But just because it has an air tank, don't necessarily mean it has air in it anymore. In fact it could be the air (expansion) tank, that is the whole problem too. Who knows. Be interesting to find out what it was, if they ever figure it out.


----------



## 89plumbum (May 14, 2011)

I'm sure you've thought of this, but was any plumbing work done 3 weeks ago? Maybe a tenant repared/ replaced an angle stop & did not open it all the way?


----------



## Gettinit (May 9, 2012)

89plumbum said:


> I'm sure you've thought of this, but was any plumbing work done 3 weeks ago? Maybe a tenant repared/ replaced an angle stop & did not open it all the way?


It would ne easy enough to post a sign at the mail boxes.


----------



## newyorkcity (Nov 25, 2010)

The water hammer is still happening. The building is three buildings combined, with one 3" water main and booster tank. Also with a garbage compactor room in each basement. 
Each of the three compactor rooms have three sprinklers, a rising stem gate valve, check valve and a vacuum breaker in each. 1 1/2" branch line off the domestic in the basement.
The super informed me that when he shuts the gate valve to the compactor room sprinklers, the water hammer from the toilets stop.
1) Why is this happening now after +80 years?
2) The risers have been drained and refilled to empty the air chambers.
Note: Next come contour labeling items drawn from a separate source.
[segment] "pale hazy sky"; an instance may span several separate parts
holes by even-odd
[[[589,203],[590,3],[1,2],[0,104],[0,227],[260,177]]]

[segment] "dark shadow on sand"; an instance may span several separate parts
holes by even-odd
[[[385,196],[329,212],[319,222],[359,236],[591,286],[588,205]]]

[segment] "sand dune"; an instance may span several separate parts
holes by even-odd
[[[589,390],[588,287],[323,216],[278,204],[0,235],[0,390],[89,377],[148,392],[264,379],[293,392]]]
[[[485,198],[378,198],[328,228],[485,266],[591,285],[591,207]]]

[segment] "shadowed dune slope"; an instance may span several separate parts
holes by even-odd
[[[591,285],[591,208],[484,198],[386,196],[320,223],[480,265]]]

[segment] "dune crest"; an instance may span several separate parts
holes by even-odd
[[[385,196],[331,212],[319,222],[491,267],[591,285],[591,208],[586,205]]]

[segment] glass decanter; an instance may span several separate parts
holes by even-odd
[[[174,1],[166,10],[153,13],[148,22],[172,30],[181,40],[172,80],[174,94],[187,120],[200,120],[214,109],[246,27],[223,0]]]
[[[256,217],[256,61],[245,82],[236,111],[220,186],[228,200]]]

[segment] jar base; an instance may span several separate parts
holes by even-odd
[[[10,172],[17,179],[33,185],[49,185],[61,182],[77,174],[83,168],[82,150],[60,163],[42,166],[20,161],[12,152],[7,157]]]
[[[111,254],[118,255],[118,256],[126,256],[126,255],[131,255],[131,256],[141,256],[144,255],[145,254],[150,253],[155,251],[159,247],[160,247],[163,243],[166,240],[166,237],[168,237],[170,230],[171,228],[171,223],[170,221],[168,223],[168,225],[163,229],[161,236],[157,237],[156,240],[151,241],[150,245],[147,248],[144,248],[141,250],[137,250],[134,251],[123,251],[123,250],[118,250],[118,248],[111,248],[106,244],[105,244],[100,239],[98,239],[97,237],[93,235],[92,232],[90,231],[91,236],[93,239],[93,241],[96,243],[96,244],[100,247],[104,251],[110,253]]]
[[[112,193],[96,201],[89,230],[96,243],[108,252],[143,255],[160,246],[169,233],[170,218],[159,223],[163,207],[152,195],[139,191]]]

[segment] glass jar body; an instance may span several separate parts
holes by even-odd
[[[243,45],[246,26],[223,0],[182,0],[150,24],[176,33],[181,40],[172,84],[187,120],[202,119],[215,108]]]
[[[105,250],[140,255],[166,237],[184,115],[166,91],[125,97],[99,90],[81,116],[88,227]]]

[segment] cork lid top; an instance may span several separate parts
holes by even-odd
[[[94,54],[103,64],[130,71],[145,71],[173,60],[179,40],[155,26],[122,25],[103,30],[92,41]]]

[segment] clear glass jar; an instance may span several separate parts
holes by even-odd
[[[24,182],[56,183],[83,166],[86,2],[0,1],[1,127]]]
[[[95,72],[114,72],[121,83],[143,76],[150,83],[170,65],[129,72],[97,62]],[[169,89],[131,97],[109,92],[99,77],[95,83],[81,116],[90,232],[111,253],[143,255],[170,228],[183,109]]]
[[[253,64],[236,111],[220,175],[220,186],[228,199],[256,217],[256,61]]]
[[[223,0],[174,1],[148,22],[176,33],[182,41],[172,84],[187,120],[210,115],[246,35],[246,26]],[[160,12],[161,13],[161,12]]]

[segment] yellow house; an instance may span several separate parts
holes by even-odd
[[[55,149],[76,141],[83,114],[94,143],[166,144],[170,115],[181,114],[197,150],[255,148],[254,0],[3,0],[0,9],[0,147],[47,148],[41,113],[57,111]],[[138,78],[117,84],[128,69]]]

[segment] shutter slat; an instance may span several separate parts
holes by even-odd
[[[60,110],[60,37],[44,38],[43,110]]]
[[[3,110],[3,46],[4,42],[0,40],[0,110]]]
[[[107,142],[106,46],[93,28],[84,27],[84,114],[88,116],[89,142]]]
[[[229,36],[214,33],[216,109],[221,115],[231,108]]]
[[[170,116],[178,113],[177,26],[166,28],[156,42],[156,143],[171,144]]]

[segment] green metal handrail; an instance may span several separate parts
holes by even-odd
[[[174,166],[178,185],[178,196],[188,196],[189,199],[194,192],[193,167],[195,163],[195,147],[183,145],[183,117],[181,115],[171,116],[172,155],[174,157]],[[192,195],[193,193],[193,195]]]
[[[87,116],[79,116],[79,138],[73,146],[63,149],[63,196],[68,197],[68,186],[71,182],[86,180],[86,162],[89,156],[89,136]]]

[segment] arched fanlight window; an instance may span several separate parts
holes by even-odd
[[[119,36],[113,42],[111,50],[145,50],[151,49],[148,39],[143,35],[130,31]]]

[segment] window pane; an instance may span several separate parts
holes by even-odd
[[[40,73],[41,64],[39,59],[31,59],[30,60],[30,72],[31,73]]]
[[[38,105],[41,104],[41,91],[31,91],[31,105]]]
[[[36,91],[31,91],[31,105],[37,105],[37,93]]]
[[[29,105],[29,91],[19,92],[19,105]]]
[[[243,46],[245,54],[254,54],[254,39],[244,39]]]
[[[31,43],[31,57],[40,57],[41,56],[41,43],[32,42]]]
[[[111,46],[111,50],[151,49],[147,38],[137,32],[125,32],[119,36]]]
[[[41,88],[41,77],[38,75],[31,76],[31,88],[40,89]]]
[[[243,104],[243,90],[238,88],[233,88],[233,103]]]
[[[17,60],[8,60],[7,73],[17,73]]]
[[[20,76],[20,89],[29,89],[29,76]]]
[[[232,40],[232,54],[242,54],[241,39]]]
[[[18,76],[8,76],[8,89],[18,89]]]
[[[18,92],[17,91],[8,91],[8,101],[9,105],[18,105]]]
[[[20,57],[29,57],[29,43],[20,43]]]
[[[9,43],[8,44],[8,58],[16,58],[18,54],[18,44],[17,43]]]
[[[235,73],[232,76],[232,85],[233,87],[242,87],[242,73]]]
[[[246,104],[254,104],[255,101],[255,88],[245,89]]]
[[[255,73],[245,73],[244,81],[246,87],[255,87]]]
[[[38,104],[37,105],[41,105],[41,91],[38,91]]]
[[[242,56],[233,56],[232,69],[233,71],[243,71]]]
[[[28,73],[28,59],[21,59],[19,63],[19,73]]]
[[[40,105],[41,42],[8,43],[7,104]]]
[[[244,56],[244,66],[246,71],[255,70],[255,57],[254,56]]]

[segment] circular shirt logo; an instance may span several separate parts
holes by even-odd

No difference.
3) A WHA after the check on the sprinkler branch = no difference.

What do you think? A WHA on the domestic before the sprinkler branch?


----------



## plumbing ninja (Jan 15, 2012)

newyorkcity said:


> What could be the causes of water hammer in this scenario:
> -you hear it in the basement only
> -6 story, 72 family building
> -flushometers
> ...


Could it be an occupancy issue! A lot of residents away on vacation? I had a high rise tower with a lot of empty floors! The flows were so low the system was never designed for it? We installed low flow PRV's in parallel to the main prvs set slighlty lower on the downstream!


----------



## OldSchool (Jan 30, 2010)

newyorkcity said:


> The water hammer is still happening. The building is three buildings combined, with one 3" water main and booster tank. Also with a garbage compactor room in each basement.
> Each of the three compactor rooms have three sprinklers, a rising stem gate valve, check valve and a vacuum breaker in each. 1 1/2" branch line off the domestic in the basement.
> The super informed me that when he shuts the gate valve to the compactor room sprinklers, the water hammer from the toilets stop.
> 1) Why is this happening now after +80 years?
> ...


Might be the check valve ...


----------



## U666A (Dec 11, 2010)

What makes you think the air chambers were emptied?


----------



## newyorkcity (Nov 25, 2010)

*good point*



U666A said:


> What makes you think the air chambers were emptied?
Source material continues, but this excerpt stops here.